Suddenly, with a little click, I get everything I never truly noticed before. The incredibly handsome man beside me who never married, never had children of his own. Flirted shamelessly with every female in the room but never arrived or left with any one woman on his arm. I had watched ladies’ interest in him and, given his charming smiles, assumed he was a player of the highest order. But again, for my entire childhood, then adulthood, no girlfriend, no serious relationship.
I feel ridiculously stupid.
“I’m sorry,” I say.
He smiles gently. “It’s not something I talk about. My parents weren’t exactly open-minded on the subject.”
“Haven’t they passed away?”
“Old habits die hard.

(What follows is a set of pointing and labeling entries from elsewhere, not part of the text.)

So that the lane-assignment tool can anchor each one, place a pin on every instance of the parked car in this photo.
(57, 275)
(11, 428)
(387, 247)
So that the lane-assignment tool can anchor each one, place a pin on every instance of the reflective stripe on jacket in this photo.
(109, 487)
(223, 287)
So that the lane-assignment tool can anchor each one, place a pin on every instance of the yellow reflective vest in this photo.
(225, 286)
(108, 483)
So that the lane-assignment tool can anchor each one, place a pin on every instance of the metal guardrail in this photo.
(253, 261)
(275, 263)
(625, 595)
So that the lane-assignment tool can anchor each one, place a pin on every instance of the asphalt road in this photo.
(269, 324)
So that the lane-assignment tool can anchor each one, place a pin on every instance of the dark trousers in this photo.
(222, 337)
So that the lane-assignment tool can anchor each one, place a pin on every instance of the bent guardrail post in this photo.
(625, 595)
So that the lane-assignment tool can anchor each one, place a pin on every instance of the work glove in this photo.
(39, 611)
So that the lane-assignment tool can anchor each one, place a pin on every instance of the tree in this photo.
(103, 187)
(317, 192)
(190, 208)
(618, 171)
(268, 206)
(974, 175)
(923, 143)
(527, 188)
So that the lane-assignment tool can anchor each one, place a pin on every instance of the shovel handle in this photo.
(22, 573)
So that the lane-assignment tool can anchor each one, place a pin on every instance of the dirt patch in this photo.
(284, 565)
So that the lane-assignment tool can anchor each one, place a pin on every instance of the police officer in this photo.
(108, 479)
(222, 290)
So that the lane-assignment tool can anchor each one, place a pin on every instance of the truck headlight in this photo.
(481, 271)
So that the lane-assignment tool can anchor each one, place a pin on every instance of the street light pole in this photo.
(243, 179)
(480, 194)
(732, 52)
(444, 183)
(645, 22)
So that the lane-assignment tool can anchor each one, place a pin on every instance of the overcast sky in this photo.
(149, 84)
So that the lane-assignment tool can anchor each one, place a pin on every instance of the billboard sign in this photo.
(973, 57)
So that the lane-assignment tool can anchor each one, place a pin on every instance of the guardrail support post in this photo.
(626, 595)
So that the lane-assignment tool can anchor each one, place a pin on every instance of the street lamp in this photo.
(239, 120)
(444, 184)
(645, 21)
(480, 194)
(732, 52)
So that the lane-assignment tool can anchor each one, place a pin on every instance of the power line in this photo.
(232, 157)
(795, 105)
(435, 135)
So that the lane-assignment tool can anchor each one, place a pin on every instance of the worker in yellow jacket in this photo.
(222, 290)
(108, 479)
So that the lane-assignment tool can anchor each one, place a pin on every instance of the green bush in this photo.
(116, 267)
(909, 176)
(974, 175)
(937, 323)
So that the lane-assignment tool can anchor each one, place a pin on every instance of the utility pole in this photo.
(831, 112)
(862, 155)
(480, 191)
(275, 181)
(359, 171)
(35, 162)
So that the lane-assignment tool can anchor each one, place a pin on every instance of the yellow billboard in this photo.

Close friends and associates know my preferences, but it’s not something I advertise.”
“I’m sorry,” I say again.
“Whatever for?”
“Because … Because you shouldn’t have to say who you are. You shouldn’t have to feel self-conscious. And you shouldn’t have to explain yourself to an idiot like me. Not that I care,” I hasten to add, then realize that came out wrong. “I care about you,” I correct. “I don’t care about who you date.”
“As long as it’s not your mother?” he asks slyly.
“Ha. Please tell me I don’t have to ask about my father.” I roll my eyes, clearly joking.
The look he gives me has me going wide-eyed.
“What? Wait! No way.”
He starts to laugh, and just like that, I know he’s played me. Good God, I have to start sleeping more, because every time I think I’m starting to understand my family, my worldview gets turned upside down again.
“Both my parents knew?” I ask, trying to regain my bearings.
“I understood who I was by the time I got to college. Your father figured it out first. As I said, it wasn’t something I advertised. His complete and total acceptance was very dear to me, at a time in my life when I was still struggling to be comfortable with myself.”
I almost say I’m sorry again, then catch myself.
“Your mother … She toyed with me for months. Had eyes only for your father, of course, but felt a need to keep me in the mix, most likely in an attempt to make him jealous. We didn’t bother to correct her. It was too much fun to watch her work. I believe when I finally broke the news, she slapped me—for lying—then hugged me in sheer relief that there was a good reason I hadn’t yet succumbed to her charms. Your mother is a complicated woman.”